Fäden wirbelten durch ihren Kopf.
»Was sind denn die Schlaflosen anderes als die personifizierte Unterdrückung eines angeborenen Triebes?« warf Jean-Michel Devore nervös ein.
Jennifer bedankte sich mit einem Lächeln.
Najla Sharifi sagte: »Der Schlüssel zu alldem ist unsere Definition einer Gemeinschaft. Ich denke, da sind wir alle einer Meinung. Unsere Definition postuliert gewisse Grundzüge – wie Schlaflosigkeit –, gewisse Fähigkeiten, gewisse Prinzipien. Was davon ist Bedingung? Was davon ist freigestellt?«
»Ein guter Ausgangspunkt«, konzedierte Will Sandaleros und nickte.
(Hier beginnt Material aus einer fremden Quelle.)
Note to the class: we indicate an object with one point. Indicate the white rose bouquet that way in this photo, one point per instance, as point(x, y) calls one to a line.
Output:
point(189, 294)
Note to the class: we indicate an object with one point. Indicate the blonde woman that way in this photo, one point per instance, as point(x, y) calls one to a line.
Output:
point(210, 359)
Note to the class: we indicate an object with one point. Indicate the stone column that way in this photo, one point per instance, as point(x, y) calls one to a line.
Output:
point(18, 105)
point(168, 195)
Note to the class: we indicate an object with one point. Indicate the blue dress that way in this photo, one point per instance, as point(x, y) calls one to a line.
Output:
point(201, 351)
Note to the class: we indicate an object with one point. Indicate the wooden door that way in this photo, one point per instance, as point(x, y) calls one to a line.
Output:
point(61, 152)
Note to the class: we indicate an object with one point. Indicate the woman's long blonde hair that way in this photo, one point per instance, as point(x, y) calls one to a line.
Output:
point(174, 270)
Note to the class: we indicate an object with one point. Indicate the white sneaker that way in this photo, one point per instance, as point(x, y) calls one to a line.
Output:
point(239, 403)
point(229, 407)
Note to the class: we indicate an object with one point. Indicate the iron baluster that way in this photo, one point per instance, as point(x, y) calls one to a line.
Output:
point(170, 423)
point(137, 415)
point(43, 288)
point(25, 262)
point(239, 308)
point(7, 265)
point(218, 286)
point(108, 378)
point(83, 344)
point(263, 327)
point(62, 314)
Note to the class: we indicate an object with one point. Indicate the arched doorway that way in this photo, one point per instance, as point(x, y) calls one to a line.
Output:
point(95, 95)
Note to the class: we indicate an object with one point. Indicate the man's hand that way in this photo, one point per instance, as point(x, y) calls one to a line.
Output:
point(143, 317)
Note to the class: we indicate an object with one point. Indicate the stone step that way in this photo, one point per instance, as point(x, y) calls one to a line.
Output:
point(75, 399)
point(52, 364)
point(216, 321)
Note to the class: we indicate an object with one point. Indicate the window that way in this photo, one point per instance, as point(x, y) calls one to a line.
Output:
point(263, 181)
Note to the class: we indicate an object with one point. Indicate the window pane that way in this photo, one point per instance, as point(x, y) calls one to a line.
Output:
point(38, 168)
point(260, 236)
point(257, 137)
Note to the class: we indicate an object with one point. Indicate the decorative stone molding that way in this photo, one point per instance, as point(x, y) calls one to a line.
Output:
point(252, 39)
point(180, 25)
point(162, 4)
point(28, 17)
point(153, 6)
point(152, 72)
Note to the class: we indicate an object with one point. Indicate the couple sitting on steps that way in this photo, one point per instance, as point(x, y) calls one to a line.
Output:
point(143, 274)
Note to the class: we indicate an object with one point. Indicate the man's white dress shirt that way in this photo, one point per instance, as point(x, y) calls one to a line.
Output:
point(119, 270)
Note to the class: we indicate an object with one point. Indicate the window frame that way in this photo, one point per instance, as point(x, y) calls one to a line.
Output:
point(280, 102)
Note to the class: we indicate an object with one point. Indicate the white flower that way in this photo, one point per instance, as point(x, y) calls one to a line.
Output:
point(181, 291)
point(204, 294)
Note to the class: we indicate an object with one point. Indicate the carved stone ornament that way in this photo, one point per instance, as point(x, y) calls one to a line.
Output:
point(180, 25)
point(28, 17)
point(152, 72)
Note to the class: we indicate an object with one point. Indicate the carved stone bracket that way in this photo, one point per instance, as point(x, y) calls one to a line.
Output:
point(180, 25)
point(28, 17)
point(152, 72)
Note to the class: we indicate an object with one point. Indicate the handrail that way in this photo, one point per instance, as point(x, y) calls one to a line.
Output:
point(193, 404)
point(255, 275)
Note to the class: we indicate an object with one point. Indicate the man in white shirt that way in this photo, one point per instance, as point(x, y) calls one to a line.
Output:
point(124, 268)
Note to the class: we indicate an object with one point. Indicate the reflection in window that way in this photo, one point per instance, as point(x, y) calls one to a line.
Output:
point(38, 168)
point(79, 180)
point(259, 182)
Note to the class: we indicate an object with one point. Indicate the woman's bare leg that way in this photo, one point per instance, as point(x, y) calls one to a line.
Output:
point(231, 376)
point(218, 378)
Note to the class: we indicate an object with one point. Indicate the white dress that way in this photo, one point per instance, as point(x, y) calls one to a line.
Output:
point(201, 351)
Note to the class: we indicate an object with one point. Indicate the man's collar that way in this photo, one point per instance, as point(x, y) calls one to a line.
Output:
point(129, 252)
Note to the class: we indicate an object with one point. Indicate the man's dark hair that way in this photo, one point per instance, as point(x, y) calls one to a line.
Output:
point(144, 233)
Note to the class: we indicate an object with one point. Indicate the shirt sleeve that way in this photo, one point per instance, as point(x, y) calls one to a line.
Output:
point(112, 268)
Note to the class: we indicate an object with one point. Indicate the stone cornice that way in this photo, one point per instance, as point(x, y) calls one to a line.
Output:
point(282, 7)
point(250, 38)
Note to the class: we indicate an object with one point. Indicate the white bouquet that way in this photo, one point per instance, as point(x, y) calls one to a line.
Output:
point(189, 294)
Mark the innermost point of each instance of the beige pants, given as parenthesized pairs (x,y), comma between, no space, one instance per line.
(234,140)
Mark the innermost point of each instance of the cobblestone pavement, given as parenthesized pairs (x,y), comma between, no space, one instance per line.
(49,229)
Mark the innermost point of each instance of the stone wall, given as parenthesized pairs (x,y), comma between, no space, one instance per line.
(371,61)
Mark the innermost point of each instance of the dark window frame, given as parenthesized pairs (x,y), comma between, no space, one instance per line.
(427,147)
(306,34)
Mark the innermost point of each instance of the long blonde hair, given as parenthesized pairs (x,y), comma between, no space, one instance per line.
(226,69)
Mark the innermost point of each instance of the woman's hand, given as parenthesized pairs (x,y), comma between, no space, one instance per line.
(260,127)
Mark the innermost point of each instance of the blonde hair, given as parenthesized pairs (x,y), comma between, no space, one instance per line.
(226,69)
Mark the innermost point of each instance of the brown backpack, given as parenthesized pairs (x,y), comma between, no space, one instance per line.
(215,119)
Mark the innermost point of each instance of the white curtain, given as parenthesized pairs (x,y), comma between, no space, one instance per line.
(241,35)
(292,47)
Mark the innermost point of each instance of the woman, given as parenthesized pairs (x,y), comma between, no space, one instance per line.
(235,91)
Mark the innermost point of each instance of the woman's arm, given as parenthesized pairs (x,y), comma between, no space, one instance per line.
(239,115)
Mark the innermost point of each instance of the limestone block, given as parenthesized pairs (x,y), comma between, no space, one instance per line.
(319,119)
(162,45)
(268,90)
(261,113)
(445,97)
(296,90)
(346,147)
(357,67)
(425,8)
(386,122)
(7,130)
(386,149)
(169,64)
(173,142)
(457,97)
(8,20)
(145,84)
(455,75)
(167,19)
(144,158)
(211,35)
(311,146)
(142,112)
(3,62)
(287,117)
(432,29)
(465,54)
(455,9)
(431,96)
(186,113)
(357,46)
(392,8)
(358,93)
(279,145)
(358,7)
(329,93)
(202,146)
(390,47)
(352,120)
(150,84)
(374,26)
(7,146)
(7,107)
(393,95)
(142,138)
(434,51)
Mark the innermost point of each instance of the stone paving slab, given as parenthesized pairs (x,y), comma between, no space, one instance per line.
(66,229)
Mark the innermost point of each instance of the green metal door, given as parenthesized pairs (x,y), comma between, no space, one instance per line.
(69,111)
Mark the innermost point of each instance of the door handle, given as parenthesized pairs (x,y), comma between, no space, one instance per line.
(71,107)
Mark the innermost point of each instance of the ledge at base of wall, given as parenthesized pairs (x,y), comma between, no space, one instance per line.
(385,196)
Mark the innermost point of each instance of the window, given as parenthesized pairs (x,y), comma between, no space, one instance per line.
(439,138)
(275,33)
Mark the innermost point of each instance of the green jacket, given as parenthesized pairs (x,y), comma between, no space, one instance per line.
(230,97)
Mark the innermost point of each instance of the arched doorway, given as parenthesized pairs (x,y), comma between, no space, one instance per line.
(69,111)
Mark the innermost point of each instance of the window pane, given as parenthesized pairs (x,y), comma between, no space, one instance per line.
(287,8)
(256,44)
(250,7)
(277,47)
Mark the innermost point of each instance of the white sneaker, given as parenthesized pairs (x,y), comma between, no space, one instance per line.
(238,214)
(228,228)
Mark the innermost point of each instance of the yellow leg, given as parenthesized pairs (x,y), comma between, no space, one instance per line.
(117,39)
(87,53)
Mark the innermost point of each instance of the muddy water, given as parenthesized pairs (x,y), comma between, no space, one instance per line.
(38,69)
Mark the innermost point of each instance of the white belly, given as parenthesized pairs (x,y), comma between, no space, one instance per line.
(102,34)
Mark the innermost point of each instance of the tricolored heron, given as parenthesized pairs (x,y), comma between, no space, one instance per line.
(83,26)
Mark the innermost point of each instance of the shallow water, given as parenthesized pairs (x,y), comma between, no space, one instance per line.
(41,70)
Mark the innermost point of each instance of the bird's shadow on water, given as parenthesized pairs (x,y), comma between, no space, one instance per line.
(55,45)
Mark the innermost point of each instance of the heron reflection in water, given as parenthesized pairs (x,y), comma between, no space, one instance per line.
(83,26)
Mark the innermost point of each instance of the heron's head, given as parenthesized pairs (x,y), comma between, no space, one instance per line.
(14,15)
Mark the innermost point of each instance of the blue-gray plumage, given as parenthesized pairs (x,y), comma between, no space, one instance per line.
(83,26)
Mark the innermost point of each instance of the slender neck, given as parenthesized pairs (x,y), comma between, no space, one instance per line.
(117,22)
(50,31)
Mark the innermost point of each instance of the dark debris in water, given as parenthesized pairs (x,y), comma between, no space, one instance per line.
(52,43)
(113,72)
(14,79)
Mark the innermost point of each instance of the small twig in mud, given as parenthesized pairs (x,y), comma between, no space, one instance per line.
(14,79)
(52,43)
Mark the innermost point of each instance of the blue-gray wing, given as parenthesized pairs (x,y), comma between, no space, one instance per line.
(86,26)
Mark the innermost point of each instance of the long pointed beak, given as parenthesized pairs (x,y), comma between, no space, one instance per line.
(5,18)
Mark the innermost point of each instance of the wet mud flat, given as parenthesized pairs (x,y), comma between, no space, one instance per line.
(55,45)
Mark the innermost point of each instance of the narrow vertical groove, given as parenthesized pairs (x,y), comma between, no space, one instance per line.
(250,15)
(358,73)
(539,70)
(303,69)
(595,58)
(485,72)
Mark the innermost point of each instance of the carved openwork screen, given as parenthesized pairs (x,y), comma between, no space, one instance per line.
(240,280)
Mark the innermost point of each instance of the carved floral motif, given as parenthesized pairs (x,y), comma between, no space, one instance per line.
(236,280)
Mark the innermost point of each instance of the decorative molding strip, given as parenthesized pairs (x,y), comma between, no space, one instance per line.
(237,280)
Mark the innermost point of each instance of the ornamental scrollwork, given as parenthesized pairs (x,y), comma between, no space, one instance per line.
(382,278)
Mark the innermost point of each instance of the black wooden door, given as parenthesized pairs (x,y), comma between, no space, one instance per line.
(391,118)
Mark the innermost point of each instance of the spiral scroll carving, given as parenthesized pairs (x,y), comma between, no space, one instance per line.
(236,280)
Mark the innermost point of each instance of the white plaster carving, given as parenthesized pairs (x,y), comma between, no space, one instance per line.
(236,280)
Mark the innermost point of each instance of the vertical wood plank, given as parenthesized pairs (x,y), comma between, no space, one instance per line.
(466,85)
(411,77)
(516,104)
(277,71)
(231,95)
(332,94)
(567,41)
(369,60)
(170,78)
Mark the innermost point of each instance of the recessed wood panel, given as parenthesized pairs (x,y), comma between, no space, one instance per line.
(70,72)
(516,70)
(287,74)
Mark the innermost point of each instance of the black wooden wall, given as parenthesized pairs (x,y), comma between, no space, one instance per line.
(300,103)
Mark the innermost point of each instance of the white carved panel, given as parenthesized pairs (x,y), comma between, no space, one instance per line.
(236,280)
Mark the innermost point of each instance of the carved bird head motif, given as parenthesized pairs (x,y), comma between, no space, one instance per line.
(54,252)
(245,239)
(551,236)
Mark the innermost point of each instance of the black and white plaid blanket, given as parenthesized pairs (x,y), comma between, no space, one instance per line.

»Ein Mitglied unserer Gemeinschaft muß über alle drei verfügen«, sagte Jennifer. »Über Schlaflosigkeit, über die Fähigkeit, die Gemeinschaft zu stärken, statt von ihr zu zehren, und über die Fähigkeit, das Gemeinschaftswohl über die eigenen unmittelbaren Wünsche zu stellen. Jeder, der nicht über all das verfügt, ist nicht nur zu verschieden von uns anderen sondern in echter Gefahr.« Sie beugte sich vor, die Handflächen auf den Tisch gelegt. »Glaubt mir, ich weiß es.«
In das darauffolgende Schweigen sagte Hermione mit leiser Stimme: »Jeder, der zu verschieden von uns denkt, ist kein wahres Mitglied unserer Gemeinschaft.«
Miris Kopf zuckte hoch. Sie starrte ihre Mutter an, die beharrlich den Blick abwandte. Alle Fäden in Miris Kopf drehten sich und kehrten – langsam – ihre Innenseite nach außen. Eine Sekunde lang blieb Miri der Atem weg.
Doch ihre Mutter hatte gemeint, wer zu verschieden dachte, was die Prinzipien betraf…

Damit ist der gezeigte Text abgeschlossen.